The majority of unaccompanied children in government custody remain there because the government has not been able to release them to a “sponsor” in the United States. Sponsors can be family members who already live in the United States or anyone who is able to take care of the child and satisfy certain requirements. HHS is required to ensure that all sponsors go through background checks to make sure that the child is placed in a good home. In the past, many children were released to undocumented parents in the United States.

Since taking office, President Trump has taken measures that have made it harder to release children to sponsors, which has swelled the numbers of children in government custody. Beginning in August 2017, the administration began arresting sponsors who were undocumented. The targeting of sponsors for immigration enforcement was widely criticized because it prevented sponsors from coming forward to claim children.

In April 2018, the office in charge of releasing children to sponsors signed a new agreement with Immigration and Customs Enforcement (ICE). The agreement requires the agency to fingerprint every member of a household where a sponsor lives, and then share that data with ICE. After the memo went into effect, ICE arrested 41 sponsors who came forward to take care of a child. Following this policy change, the number of children in government custody began to increase rapidly.

In August 2018, the Legal Aid Justice Center, a group which represents children in immigration custody in Virginia, sued the administration to overturn this policy. On November 15, 2018, a judge in Virginia denied the government’s motion to dismiss the lawsuit and let it proceed to trial. The same day, a coalition of twelve state attorneys general sent a letter to the Trump administration demanding that it reverse the policy, which they claim imposes “unjustified burdens” on the sponsorship process and prolongs the time that children are held in government custody.

As the number of children in government custody has risen, the administration announced that in October it would expand a tent camp in Tornillo, New Mexico to hold more children. At the beginning of November, there were already more than 1,000 children held in the camp, all of whom are ages 13 to 17 and who have already begun the sponsorship process. The tent camp has the capacity to hold up to 3,200 children.

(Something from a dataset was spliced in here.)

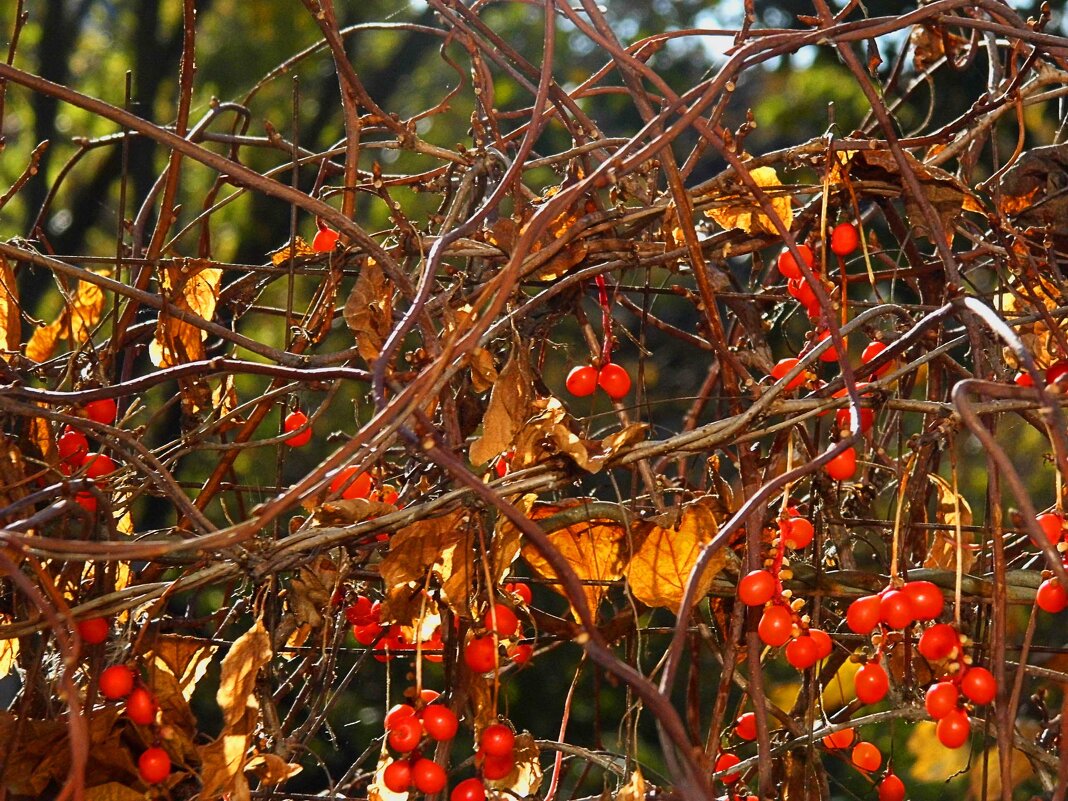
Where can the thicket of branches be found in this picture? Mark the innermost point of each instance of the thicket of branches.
(426, 313)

While all parties agree that the government should make sure that sponsors will not take advantage of children, the decision to target sponsors for immigration enforcement has created a crisis entirely of the government’s making. In the coming months, as control of the House of Representatives changes party, it will be incumbent on Congress to take steps to exercise oversight over the administration’s tinkering with the sponsorship process. No child should be held captive because of politics.